Welcome to the Present Moment
You pick up a cherished teacup and it slips out of your fingers, falls on the floor and shatters. You leave the house and wonder if you turned off the oven. You say something hurtful to a friend and you feel regret the instant the words leave your mouth. You try to remember what you had for lunch yesterday, and you just can’t. The illness of a family member worries you night and day.
Such experiences are all too familiar to most of us. These actions are not a result of stupidity, meanness, disrespect or obsession. Rather, they are all part of the topography of the mindlessness common to most individuals in today’s world.
We handle a teacup, but we think about the past and our attention wanders.
We turn off the oven, but we get distracted in our hurry.
We speak without being aware of the words we choose because we want to have our opinions heard.
We eat with little regard for the amazing abundance of food in our culture.
We allow ourselves to worry about people, issues and events over which we have no control.
In truth, we spend most of our lives on autopilot, dimly aware of what is going on. It’s a form of “sleep living” (like “sleepwalking,” but more pervasive) and it’s robbing us—day in and day out—of the best part of our lives. Each moment that we spend in the past or future, in suffering or expectation, is a moment of non-living, of stolen time. Those moments are gone forever, irretrievable.

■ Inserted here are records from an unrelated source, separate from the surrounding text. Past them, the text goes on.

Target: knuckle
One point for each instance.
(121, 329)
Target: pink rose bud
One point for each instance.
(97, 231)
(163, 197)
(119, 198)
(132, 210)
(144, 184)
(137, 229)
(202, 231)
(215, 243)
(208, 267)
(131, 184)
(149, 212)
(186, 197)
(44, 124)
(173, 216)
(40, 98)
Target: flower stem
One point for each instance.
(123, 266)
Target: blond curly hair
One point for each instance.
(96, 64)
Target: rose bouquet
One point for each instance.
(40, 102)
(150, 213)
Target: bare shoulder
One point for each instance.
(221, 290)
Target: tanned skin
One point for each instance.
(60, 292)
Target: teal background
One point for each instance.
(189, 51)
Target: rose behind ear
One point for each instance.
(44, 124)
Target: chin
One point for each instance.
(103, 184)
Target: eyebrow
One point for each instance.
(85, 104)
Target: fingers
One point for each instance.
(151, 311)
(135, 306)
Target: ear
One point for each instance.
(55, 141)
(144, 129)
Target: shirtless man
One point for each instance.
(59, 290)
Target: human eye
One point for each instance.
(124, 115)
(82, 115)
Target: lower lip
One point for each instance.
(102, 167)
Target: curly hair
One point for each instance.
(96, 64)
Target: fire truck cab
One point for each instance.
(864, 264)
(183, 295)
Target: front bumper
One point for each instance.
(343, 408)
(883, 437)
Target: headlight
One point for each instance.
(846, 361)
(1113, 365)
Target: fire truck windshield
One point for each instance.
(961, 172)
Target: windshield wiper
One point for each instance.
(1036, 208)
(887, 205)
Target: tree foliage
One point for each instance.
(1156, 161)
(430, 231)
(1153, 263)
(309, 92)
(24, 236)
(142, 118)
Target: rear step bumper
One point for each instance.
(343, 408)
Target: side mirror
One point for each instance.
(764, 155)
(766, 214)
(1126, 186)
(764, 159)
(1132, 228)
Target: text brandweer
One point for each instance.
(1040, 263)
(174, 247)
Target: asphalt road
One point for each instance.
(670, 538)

But there is a better place to dwell, and it’s as close to you as the tick of the next second, as immediate as your next breath. You can decide to wake up, pay attention, live each moment with purpose. You can intentionally drop your worrying, put away your daydreaming, abandon your dissatisfaction, still your thoughts. You can decide to become awake, alert and completely accessible to the present moment.
And the path to that availability is mindfulness.
The Mindfulness Wheel beckons you to dwell in each moment as it happens, and is ready to show you the way. This sounds simple enough, but for most of us, the present moment is an alien country. We need practice in developing mindfulness, in waking up, in becoming aware of life in the present.
This is role the Mindfulness Wheel can play. Used well, the Wheel can teach you to discard your habit life and begin living each moment at the edge of choice, intent and volition.
And as you go, you will find that mindfulness will begin to work its miracles.
Mindfulness brings you peace, ease and serenity.
Mindfulness gives you choices, not reactions.
Mindfulness reduces your stress, quells your anger, dismantles your unhappiness, soothes your grief.
You are invited. Come, spend some time on the Mindfulness Wheel, and watch the wonders unfold.